За исключением одной…
Одна темноглазая женщина постоянно возвращалась, и не имело значения, сколько раз Павек отсылал ее прочь. Ее звали Сиан. У нее были волосы цвета полуночи и приторная улыбка. Она никогда не встречала мужчину, которого не полюбила бы, и никогда не встречала мужчину, которого бы не любила больше, чем своего единственного надоедливого сына. Павек не мог сражаться даже в памяти со своей собственной матерью, и не мог видеть нож в ее руке.
Какзим нашел его слабое место. Он получил еще одну рану, на этот раз в левое бедро. Это было достаточно больно, но двигаться не мешало. Оружие халфлинга, очевидно, маленький нож, но, с точки зрения человека, любое оружие халфлинга кажется маленьким.
Павек покрепче стиснул зубы, борясь со своей болью. Опять вернулся образ его давно умершей мамы, он отослал его прочь — и тут сообразил, что в его сознание есть еще одно Невидимое присутствие. Оно было скрытым, тайным, но от этого не стало меньше. Оно растаяло от следующей промельнувшей мысли, и когда Какзим опять вернул образ Суан, Павек не мог позволить себе второй посторонней мысли: первая стоила ему еще одной раны, на этот раз в правой голени, и достаточно глубокой, так что он покачнулся.
Павек яростно замахал своим мечом как можно ниже, атакуя место, где Какзим мог быть.
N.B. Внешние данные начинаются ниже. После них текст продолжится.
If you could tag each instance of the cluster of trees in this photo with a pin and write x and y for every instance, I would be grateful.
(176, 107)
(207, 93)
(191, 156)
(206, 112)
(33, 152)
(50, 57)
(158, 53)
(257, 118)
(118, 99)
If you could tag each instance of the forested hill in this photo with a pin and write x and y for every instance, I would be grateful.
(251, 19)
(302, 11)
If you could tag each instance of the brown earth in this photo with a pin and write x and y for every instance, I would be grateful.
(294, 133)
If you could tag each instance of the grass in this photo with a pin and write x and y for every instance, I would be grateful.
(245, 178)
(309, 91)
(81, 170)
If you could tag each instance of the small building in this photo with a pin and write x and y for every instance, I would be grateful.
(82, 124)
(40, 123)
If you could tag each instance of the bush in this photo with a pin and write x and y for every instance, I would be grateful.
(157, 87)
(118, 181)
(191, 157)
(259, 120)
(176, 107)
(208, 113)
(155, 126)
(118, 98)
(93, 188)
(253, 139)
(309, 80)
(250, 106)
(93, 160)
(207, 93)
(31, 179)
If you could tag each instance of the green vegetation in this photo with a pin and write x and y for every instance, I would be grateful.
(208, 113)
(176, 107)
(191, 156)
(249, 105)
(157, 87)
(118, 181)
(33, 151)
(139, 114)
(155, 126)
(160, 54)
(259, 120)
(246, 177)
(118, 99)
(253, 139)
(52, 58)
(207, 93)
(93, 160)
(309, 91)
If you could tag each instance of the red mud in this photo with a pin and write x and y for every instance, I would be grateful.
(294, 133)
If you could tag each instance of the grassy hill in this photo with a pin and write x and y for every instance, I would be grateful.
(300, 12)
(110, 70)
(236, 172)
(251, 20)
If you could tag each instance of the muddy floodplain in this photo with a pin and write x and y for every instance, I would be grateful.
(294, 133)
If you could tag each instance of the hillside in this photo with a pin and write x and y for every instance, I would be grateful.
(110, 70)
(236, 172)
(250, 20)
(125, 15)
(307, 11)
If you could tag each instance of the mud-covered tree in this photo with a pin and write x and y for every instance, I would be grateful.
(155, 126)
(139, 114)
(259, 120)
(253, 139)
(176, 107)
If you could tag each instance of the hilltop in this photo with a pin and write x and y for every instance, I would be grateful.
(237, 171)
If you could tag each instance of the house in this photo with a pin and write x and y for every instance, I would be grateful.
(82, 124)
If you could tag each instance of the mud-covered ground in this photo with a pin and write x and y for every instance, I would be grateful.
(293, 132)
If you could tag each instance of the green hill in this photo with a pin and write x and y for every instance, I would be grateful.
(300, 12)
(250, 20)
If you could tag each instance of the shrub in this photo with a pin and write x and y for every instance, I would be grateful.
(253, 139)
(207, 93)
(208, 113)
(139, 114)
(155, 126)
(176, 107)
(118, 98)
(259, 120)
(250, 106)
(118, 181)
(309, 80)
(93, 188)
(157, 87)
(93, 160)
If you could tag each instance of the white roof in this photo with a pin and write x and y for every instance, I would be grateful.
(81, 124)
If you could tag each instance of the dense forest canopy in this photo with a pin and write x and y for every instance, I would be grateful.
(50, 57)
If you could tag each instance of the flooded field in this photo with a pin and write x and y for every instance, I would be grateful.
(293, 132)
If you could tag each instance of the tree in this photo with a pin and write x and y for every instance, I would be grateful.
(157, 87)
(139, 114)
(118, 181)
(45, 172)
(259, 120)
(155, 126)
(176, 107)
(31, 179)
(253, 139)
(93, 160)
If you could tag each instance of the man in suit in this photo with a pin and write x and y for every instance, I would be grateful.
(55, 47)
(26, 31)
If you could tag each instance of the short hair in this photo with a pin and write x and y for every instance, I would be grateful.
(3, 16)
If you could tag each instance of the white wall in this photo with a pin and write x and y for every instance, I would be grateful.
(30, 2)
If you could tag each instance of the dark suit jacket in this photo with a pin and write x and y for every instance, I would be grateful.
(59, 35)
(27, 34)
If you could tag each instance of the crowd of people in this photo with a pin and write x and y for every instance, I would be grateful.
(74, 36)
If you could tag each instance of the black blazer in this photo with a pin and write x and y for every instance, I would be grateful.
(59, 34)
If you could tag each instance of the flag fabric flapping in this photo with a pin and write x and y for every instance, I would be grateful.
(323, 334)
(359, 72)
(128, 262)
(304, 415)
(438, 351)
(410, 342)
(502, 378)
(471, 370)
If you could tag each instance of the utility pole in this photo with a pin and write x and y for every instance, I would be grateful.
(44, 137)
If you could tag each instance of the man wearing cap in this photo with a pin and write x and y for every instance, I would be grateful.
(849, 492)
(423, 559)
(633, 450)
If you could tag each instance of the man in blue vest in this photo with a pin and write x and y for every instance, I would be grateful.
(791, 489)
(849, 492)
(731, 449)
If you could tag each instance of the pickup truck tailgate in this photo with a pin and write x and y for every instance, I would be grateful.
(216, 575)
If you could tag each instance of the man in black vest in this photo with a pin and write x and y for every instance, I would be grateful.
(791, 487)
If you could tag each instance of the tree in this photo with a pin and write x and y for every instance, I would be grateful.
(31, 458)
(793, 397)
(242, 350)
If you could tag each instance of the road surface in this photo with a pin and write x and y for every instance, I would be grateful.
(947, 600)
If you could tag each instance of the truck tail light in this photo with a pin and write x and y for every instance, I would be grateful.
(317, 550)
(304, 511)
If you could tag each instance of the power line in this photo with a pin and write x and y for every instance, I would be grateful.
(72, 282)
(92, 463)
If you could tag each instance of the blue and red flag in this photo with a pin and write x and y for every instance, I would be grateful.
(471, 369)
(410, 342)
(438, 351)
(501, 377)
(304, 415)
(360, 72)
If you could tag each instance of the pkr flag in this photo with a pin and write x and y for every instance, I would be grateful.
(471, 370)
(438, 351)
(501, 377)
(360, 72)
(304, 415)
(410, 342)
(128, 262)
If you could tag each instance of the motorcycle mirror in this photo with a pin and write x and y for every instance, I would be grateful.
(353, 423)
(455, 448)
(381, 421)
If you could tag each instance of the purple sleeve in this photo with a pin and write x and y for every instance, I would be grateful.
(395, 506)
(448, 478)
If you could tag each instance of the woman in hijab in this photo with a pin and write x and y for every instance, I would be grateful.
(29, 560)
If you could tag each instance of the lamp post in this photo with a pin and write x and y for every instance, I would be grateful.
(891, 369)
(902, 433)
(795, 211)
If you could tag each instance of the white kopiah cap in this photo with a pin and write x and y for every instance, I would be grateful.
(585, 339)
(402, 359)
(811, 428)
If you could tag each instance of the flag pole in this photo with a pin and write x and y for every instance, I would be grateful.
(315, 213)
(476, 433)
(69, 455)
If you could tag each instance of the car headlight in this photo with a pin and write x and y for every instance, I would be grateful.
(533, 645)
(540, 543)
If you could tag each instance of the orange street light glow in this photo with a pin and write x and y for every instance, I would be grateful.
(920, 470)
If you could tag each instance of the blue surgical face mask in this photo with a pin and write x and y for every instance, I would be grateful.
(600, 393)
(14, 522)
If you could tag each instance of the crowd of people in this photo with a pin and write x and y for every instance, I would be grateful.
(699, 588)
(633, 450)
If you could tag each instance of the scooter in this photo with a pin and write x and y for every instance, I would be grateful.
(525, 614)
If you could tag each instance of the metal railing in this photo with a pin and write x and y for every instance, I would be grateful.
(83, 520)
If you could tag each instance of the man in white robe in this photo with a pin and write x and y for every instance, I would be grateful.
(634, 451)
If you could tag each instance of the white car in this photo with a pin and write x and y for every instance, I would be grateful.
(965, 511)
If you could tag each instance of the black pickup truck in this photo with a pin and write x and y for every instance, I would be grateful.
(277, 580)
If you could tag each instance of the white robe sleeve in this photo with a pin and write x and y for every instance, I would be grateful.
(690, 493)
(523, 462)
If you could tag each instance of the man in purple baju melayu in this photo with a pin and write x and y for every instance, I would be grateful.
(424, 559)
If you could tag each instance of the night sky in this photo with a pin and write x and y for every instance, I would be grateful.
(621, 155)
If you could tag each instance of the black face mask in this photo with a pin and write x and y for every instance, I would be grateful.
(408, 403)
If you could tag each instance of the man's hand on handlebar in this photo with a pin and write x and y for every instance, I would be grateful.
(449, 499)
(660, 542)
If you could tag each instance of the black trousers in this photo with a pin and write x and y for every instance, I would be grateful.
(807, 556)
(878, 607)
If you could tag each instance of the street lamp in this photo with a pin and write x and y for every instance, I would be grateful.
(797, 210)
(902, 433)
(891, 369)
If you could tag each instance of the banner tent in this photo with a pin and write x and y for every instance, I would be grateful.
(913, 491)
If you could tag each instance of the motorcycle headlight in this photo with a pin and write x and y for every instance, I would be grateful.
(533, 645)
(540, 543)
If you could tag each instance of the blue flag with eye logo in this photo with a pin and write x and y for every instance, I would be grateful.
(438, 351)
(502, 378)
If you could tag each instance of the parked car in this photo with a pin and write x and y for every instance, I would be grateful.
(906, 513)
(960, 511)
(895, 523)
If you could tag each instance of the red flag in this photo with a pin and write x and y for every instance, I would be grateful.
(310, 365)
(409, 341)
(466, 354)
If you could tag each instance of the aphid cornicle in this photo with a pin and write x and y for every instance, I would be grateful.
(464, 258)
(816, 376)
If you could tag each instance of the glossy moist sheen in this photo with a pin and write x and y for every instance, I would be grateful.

Он услушал тяжелое дыхание, его мать никогда не дышала так, а потом что-то прорезало его кожаную броню и обнажило шелк, не порвав его.
Не халфлинг, сознание Павека услужливо сообщило ему, это никак не может быть халфлинг, не с такой скоростью. Ни у какого халфлинга не может быть такого веса и такой силы, чтобы бросить его на колени. И, насколько он может судить, никто не может ударить человека столько раз за такое короткое время. У животного было по меньшей мере вдвое больше лап, чем надо, а еще оно стегало хвостом с острыми шипами, торчащими из грубой шерсти. К счастью шипы изгибались к кончику хвоста и были острыми на внутренней поверхности, иначе Павек уже потерял бы глаз, самое меньшее, когда животное со- слишком-многими лапами приземлилось между ним и Какзимом.
Скорее всего именно Незримое присутствие этого хищника он ощутил мгновение назад, и именно он ответил на его образ Какзима как на еду.
Уши хищника постоянно вздрагивали, он обрушился на сознания своих жертв простой, но могущественной псионической атакой. Павек совершенно точно знал это, так как он сам был добычей. И Какзим был его добычей, так как халфлинг посылал иллюзии. Бусины пота выступили на лбу Какзима, когда он пытался отбить атаку зверя и — без сомнения — захватить над ним контроль и натравить на Павека.
Если бы он был поумнее, он мог бы использовать эти несколько мгновений, чтобы убить и Какзима и зверя, но он был заворожен его силой и смертельной красотой. Хаману сам всегда называл себя Львом Урика, и часто представал в виде льва, хотя никто и никогда не видел львов в Урике. Вот этот многоногий зверь мог бы быть львом Хаману. И у него тоже было очень много способов для убийства своих жертв: если псионической атаки не хватало, у него еще имелось в запасе восемь когтистых лап, полный рот острых зубов, пара рогов и шипастый хвост.
Павеку просто повезло, что он еще жив, и он сам должен был бы убить, пока у него есть такая возможность, но как бы не смертелен был зверь, он был невообразимо прекрасен, по его длинной спине бежали полоски, переходя на хвост и на каждую лапу. Волшебный серебристо-золотой лунный свет подчерковал каждый мускул, каждый изгиб его могучего тела, пока он псионически сражался с Какзимом, каждый из них старался подчинить другого своей воле. Более темные полоски казались черными в свете звезд, а более светлые, рыжевато-коричневые, горели огнем.